I am by no means an expert on NFS. I border on being NFS-literate, in fact. But I excel at encountering errors. Here, I will attempt to document some of the ones I’ve figured out how to fix / work around.
mount.nfs: access denied by server
This is the error that led to the joking “one weird trick” (referencing those spammy ads) title of this post.
I keep running into errors like this:
$ sudo mount -t nfs winterfell:/home/j /mnt/j
mount.nfs: access denied by server while mounting winterfell:/home/j
I think the error can be caused by a number of things. From the client, check that showmount -e winterfell
(where winterfell
, of course, is the name of the server you’re trying to mount a volume from) (a) returns anything at all (meaning you can at least reach the server), (b) lists the share matching the one you’re trying to mount, and (c) has an IP mask that matches the one you’re connecting from.
If (a) fails, check iptables
(make sure port 2049, at least, is open). If (b) or (c) fails, fix it in /etc/exports
, and reload the config with exportfs -r
.
But if everything above looks normal, but you can’t actually mount the share, it’s probably this: NFSv4 appears to require functional reverse DNS or it will fail without telling you much about what’s going on.

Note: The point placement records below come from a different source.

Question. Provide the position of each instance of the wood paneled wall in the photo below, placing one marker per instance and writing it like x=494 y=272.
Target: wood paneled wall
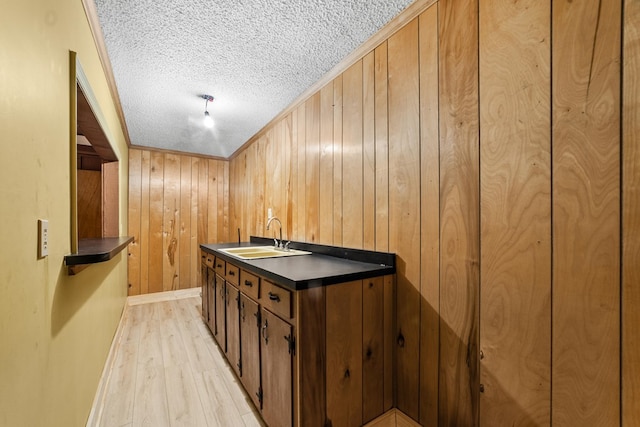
x=176 y=203
x=482 y=144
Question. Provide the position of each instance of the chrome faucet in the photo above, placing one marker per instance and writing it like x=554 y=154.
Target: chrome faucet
x=278 y=245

I’m still a bit in the dark on the details. You might try using the IP instead of a hostname. If that doesn’t work, the “one weird trick” is to fall back to NFSv3 (or even NFSv2, but don’t), which doesn’t do this. Something like this:
sudo mount -t nfs -o nfsvers=3 winterfell:/home/j /mnt/j
If that succeeds, you’ll know the problem.

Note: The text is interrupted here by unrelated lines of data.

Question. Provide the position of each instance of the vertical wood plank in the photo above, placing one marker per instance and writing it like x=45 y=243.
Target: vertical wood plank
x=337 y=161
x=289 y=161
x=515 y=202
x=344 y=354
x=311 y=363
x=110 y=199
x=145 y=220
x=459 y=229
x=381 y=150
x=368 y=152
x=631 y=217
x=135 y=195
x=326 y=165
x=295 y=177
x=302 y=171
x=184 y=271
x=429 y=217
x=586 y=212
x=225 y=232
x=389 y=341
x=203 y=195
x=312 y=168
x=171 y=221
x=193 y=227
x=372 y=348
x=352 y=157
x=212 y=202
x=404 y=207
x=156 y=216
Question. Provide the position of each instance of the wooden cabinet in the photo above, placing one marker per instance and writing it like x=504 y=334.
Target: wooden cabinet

mount_nfs: can’t mount $share from $hostname onto $mountpoint: Operation not permitted
I keep getting this one when trying to mount things on a Mac client.
This is fixed by adding the -o resvport
flag to your mount command, e.g.:
sudo mount -t nfs -o resvport winterfell:/home/j /mnt/j
IIUC, what is happening here is that the server is requiring that clients connect from a reserved (<1024) port (which only superusers can do), but the Mac client doesn’t do that by default. -o resvport
tells it to bind to a reserved port, and you’re golden.

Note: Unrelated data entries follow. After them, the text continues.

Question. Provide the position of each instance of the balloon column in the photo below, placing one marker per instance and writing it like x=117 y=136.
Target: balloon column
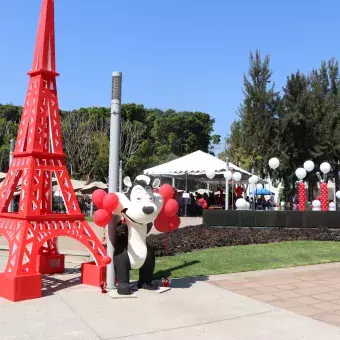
x=325 y=169
x=301 y=173
x=203 y=203
x=324 y=196
x=167 y=220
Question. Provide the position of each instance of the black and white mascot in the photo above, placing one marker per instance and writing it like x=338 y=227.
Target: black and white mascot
x=138 y=208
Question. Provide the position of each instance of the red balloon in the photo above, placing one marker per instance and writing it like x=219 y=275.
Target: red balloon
x=98 y=197
x=167 y=191
x=175 y=222
x=101 y=217
x=106 y=260
x=162 y=223
x=170 y=208
x=110 y=202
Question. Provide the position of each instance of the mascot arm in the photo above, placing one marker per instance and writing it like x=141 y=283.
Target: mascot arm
x=149 y=227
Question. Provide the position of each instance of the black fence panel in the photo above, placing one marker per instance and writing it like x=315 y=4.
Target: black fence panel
x=272 y=219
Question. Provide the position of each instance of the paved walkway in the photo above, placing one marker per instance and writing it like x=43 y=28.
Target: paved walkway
x=313 y=291
x=193 y=309
x=69 y=246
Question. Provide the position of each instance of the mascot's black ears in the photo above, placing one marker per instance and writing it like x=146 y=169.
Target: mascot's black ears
x=156 y=183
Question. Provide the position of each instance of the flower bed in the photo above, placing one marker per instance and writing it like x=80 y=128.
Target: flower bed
x=201 y=237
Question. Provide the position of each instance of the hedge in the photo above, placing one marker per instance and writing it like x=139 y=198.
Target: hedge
x=201 y=237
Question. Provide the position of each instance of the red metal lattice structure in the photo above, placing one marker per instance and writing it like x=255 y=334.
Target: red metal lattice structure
x=38 y=158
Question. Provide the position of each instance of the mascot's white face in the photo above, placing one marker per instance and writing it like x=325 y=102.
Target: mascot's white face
x=139 y=204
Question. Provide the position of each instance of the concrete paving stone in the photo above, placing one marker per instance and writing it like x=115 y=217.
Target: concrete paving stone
x=245 y=292
x=45 y=318
x=286 y=303
x=264 y=297
x=306 y=300
x=326 y=306
x=252 y=285
x=278 y=325
x=227 y=284
x=286 y=287
x=328 y=318
x=305 y=284
x=304 y=310
x=287 y=294
x=265 y=290
x=313 y=290
x=325 y=297
x=335 y=292
x=180 y=307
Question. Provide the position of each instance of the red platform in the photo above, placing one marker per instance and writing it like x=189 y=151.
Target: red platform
x=38 y=158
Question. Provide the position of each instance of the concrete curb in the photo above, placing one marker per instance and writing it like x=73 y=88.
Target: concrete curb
x=65 y=252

Hopefully someone else will find these tips useful. (That “someone else” may be me in six months’ time…)
Another one:
If you have an NFS mount that’s seen a network failure and can’t be unmounted, you might find that even the
-f
(force) option toumount
doesn’t work.Check out the
-l
option, though (on Linux, at least):umount -fl /mnt/some-nfs-share
has worked well for me.Thanks for your handy trick. I was not having exactly the same problem, but close enough for me to try using nfsv3 — and it worked. ( big thanks !!! )
I was commissioning a donated server ( A Dell 2950, running Debian 7.5 ) as the master file server for everyone’s home directory at our school. Our network is a real mess, from gigabit to dodgy wireless to connect to all the client machines. What was happening with nfsV4 was the occasional lockup of an nfs read or write, notably on the poor quality links. A tcpdump showed strange retries, as if there was a strange deadlock when using nfsV4 flooding the server with retry requests from some machines.
I made all the clients mount with nsfvers=3 in /etc/fstab and the problem went away.